Here's the outline of the current patch:
    So far, we opened a file descriptor refering to proc on the host inside the
    host namespace and handed that fd to the attached process in
    attach_child_main(). This was done to ensure that LSM labels were correctly
    setup. However, by exploiting a potential kernel bug, ptrace could be used to
    prevent the file descriptor from being closed which in turn could be used by an
    unprivileged container to gain access to the host namespace. Aside from this
    needing an upstream kernel fix, we should make sure that we don't pass the fd
    for proc itself to the attached process. However, we cannot completely prevent
    this, as the attached process needs to be able to change its apparmor profile
    by writing to /proc/self/attr/exec or /proc/self/attr/current. To minimize the
    attack surface, we only send the fd for /proc/self/attr/exec or
    /proc/self/attr/current to the attached process.
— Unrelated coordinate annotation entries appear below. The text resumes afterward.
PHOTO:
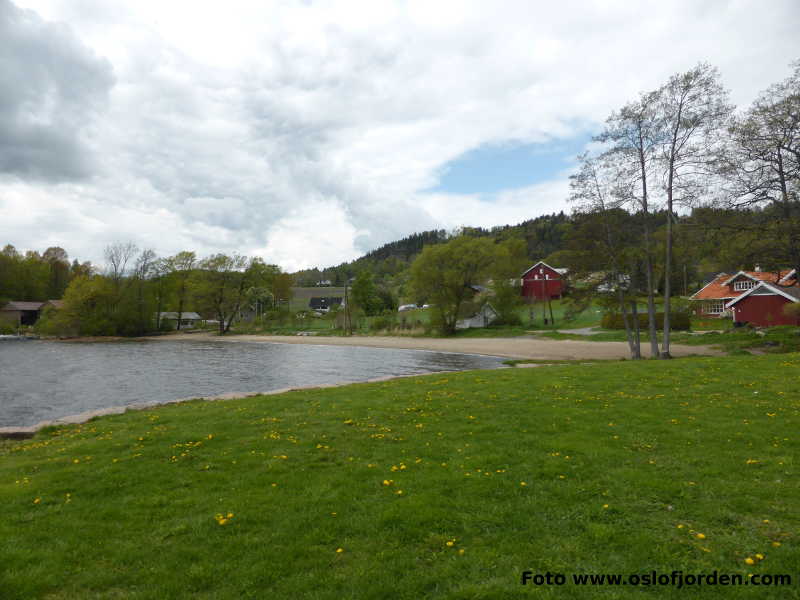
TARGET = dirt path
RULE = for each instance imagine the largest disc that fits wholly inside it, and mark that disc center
(518, 347)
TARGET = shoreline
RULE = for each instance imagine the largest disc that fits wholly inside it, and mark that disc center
(12, 432)
(518, 348)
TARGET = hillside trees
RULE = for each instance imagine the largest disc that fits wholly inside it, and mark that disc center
(693, 111)
(443, 275)
(761, 166)
(510, 260)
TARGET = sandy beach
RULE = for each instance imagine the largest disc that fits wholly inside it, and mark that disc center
(516, 348)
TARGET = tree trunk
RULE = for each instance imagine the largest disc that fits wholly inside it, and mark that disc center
(651, 301)
(625, 320)
(636, 332)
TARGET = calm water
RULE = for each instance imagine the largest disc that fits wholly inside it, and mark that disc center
(47, 380)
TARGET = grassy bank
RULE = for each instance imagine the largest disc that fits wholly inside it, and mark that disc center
(438, 486)
(774, 339)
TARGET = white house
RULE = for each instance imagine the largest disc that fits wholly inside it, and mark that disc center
(483, 318)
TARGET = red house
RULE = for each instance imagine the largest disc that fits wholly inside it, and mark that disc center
(754, 297)
(542, 281)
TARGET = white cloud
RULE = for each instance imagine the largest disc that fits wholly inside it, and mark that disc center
(307, 132)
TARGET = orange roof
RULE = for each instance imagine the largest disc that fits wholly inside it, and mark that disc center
(716, 291)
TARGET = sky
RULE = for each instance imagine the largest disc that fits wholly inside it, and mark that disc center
(308, 133)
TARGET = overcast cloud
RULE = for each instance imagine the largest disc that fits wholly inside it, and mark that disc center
(309, 132)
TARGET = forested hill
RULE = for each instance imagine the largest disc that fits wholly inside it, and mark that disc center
(543, 235)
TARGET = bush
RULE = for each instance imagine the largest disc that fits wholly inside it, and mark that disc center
(384, 322)
(679, 322)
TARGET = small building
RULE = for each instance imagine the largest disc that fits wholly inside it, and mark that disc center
(764, 304)
(485, 316)
(324, 304)
(189, 320)
(542, 282)
(716, 298)
(26, 313)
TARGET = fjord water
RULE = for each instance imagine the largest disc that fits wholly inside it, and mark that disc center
(47, 380)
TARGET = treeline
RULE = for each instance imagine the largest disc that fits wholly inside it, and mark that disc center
(136, 287)
(389, 264)
(682, 146)
(37, 277)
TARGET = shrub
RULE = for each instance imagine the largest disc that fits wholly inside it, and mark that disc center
(679, 322)
(384, 322)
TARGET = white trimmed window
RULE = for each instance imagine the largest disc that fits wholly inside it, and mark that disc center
(744, 285)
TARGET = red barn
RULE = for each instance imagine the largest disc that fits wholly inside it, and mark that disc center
(542, 281)
(763, 305)
(755, 297)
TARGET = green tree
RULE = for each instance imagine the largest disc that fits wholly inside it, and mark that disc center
(180, 269)
(219, 286)
(442, 275)
(364, 294)
(510, 260)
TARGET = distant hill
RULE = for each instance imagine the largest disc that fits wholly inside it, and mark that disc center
(543, 235)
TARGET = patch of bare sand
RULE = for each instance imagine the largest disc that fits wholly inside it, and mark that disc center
(517, 348)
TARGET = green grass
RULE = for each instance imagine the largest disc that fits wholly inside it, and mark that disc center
(775, 339)
(606, 468)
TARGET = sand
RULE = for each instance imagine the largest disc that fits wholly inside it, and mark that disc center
(516, 348)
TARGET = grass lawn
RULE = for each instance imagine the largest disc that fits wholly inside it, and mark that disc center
(442, 486)
(775, 339)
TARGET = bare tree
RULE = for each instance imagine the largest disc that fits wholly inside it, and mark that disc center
(634, 134)
(761, 166)
(117, 257)
(143, 269)
(693, 111)
(598, 189)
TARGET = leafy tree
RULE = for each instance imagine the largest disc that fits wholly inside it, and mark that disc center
(510, 260)
(443, 274)
(220, 287)
(179, 269)
(365, 295)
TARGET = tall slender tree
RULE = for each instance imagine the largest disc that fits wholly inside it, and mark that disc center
(693, 111)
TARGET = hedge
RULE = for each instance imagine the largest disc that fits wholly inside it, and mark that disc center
(679, 321)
To do this we introduce a
    little more IPC between the child and parent:

             * IPC mechanism: (X is receiver)
             * initial process intermediate attached
             * X <--- send pid of
             * attached proc,
             * then exit
             * send 0 ------------------------------------> X
             * [do initialization]
             * X <------------------------------------ send 1
             * [add to cgroup, ...]
             * send 2 ------------------------------------> X
             * [set LXC_ATTACH_NO_NEW_PRIVS]
             * X <------------------------------------ send 3
             * [open LSM label fd]
             * send 4 ------------------------------------> X
             * [set LSM label]
             * close socket close socket
             * run program

    The attached child tells the parent when it is ready to have its LSM labels set
    up. The parent then opens an approriate fd for the child PID to
    /proc/<pid>/attr/exec or /proc/<pid>/attr/current and sends it via SCM_RIGHTS
    to the child. The child can then set its LSM laben. Both sides then close the
    socket fds and the child execs the requested process.